What Is a Quadratic Equation and How Can We Spot One?

A quadratic equation is a special kind of math equation.

It looks like this:

$$ax^2 + bx + c = 0$$

In this equation, the letters $a$, $b$, and $c$ are numbers (but $a$ can't be zero), and $x$ is the variable we are trying to solve for.

The important part of a quadratic equation is the $ax^2$ term. Because it has $x$ raised to the power of 2, we call it a second-degree polynomial.

How to Identify a Quadratic Equation

If you want to know if an equation is quadratic, look for these signs:

1. Look for $x^2$: Check if there is a term with $x$ raised to 2. If you find it, you probably have a quadratic equation.

2. Standard Form: See if you can rearrange the equation to look like $ax^2 + bx + c = 0$. The numbers $a$, $b$, and $c$ should be regular numbers, and $a$ can’t be zero.

3. No Higher Powers: Make sure there aren’t any terms with $x$ raised to a power greater than 2. For example, the equation $3x^3 + 2x + 1 = 0$ is not quadratic because of the $x^3$ part.

Examples of Quadratic Equations:

• The equation $2x^2 + 3x - 5 = 0$ is quadratic because it fits the form. Here, $a = 2$, $b = 3$, and $c = -5$.
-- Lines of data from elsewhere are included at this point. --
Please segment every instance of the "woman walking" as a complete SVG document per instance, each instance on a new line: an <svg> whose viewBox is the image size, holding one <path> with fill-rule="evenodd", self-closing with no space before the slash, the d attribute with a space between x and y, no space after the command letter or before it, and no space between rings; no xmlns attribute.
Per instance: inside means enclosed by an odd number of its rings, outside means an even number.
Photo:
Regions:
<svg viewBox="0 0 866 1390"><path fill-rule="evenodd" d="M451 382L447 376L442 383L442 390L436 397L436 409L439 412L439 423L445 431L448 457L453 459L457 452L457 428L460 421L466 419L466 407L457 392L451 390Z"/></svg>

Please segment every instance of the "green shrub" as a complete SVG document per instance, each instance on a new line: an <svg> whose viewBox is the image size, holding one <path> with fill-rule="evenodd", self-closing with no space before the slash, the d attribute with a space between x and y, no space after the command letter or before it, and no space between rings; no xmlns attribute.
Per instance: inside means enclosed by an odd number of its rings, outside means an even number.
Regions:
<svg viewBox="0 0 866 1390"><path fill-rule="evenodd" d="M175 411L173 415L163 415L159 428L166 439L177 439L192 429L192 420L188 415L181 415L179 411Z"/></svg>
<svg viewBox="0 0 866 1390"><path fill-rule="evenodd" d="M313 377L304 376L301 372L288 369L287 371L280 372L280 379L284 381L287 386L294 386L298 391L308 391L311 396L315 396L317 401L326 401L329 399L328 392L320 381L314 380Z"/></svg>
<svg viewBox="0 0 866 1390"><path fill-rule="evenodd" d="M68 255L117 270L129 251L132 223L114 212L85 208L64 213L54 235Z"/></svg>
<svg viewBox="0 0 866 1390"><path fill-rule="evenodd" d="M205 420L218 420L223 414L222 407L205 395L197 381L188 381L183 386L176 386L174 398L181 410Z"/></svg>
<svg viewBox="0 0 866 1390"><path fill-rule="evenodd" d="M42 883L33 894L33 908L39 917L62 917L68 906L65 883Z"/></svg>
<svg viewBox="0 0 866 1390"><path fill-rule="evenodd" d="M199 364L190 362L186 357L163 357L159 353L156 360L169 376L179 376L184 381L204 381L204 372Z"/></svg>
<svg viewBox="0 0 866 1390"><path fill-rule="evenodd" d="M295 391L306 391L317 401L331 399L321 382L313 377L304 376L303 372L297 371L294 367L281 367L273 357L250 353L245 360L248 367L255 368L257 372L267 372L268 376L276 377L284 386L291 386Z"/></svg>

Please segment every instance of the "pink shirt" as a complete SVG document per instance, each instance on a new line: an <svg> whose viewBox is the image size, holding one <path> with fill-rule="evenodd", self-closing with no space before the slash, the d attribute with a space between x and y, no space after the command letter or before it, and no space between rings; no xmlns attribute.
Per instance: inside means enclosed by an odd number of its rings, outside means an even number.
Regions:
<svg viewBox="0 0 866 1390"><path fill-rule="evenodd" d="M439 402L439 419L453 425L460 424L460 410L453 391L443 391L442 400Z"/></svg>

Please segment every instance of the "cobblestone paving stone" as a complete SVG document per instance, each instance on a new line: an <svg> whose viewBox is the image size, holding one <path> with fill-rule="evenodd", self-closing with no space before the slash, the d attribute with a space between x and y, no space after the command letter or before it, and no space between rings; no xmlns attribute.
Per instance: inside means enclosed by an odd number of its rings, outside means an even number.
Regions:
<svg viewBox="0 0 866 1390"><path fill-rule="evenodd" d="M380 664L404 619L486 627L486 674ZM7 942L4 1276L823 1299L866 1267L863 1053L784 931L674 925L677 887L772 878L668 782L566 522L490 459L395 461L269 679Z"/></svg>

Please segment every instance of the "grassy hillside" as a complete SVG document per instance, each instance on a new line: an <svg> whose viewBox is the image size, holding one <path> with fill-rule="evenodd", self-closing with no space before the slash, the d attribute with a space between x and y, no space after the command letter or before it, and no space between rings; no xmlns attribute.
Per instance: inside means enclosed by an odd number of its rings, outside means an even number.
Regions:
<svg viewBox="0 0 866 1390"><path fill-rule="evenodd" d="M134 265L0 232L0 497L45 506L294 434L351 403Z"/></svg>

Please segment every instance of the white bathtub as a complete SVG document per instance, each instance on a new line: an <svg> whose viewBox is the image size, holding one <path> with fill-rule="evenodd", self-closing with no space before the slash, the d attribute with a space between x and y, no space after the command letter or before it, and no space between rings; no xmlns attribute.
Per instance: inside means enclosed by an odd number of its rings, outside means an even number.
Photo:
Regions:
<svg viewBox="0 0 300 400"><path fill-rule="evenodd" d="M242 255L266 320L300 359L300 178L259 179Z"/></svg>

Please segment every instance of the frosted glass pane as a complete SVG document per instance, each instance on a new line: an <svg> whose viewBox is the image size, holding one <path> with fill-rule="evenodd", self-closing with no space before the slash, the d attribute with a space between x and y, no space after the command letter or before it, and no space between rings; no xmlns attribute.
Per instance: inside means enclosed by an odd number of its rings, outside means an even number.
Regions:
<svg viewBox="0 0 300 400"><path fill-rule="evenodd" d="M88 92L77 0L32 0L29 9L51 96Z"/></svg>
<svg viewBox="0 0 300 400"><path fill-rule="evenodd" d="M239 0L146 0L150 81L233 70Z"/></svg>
• The equation $x^2 - 4 = 0$ is also quadratic. In this case, $a = 1$, $b = 0$, and $c = -4$.

Non-Examples:

• The equation $x^3 + 2x = 0$ is not quadratic because it has the $x^3$ term.

• The equation $y - 2 = 0$ isn’t quadratic either, because it does not have an $x^2$ term.

Understanding quadratic equations is important! You will find them often in math and in real life, like in science and money matters.